That decision "threatens to impose a huge financial and practical burden on manufacturers of technology products."The case began in 2000 when the Taiwanese companies were sued by LG for infringing several computer chip patents. The appellants are complaining that LG is double-dipping. The company licensed its patents to Intel and should now be able to go after Quanta and the other companies for violating licenses it already granted. The Patently O blog explains the legal theories:
Exhaustion – also known as the first sale doctrine – serves as a default rule in both patent and copyright laws. Under the principle, a license fee is only be charged one time per object. Thus, a rights holder controls the first sale of a protected object, but does not control subsequent sales. The copyright rule is codified in Section 109. The patent rule, however, is only based on case law.

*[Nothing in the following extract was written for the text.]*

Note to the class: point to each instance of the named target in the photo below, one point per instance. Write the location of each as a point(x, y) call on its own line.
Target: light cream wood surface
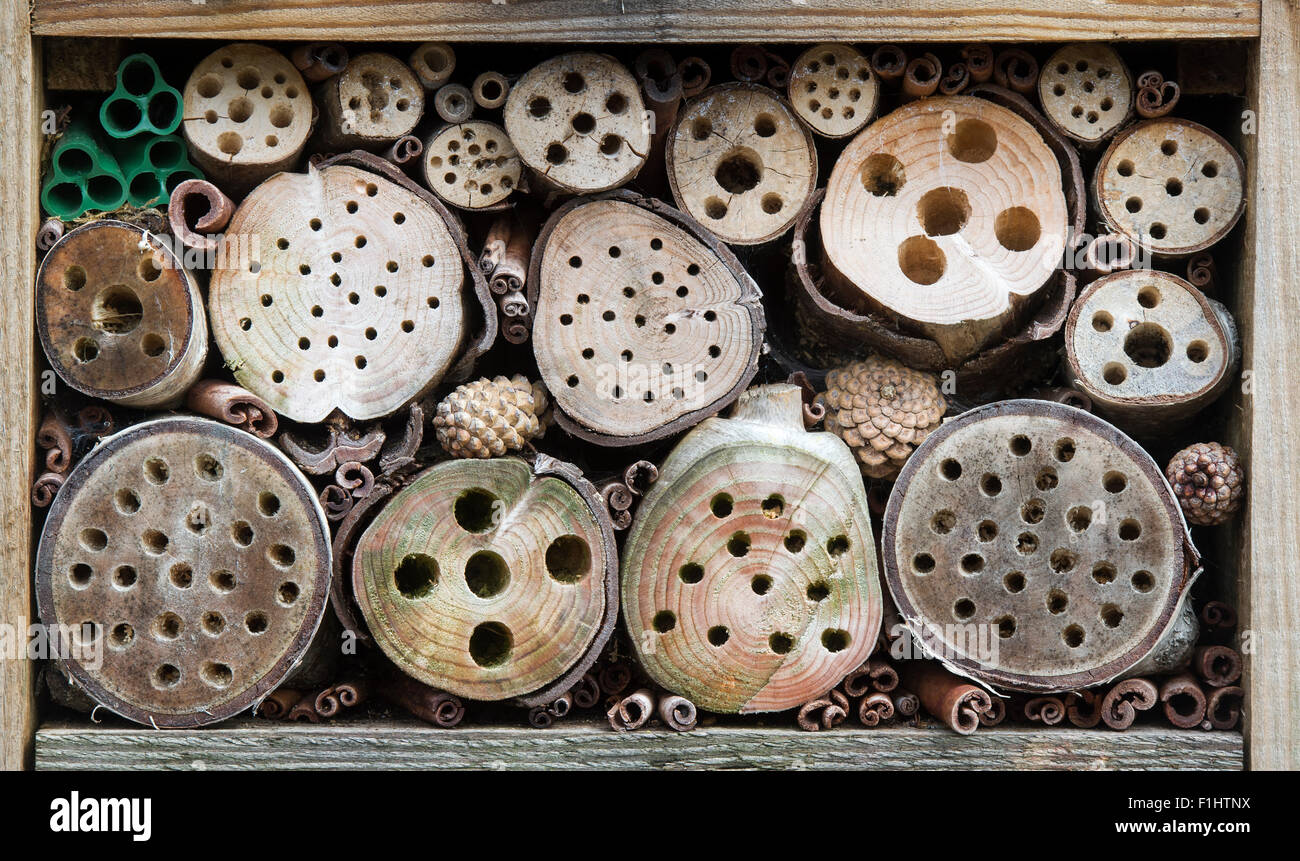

On appeal, the Court of Appeals for the Federal Circuit (CAFC) reversed, finding that when restrictions are placed on a license, "it is more reasonable to infer that the parties negotiated a price that reflects only the value of the ‘use’ rights conferred by the patentee." The appellate panel found that there was no exhaustion because of express conditions on the use of Intel's licensed products -- specifically that the products could not be combined with non-Intel parts.
LG's argument is that Intel chose to pay less for the patents and expressly chose not to cover its partners. Therefore, LG should be able to claim its royalties from nonlicensed users of its technology.
Oral arguments have not yet been scheduled.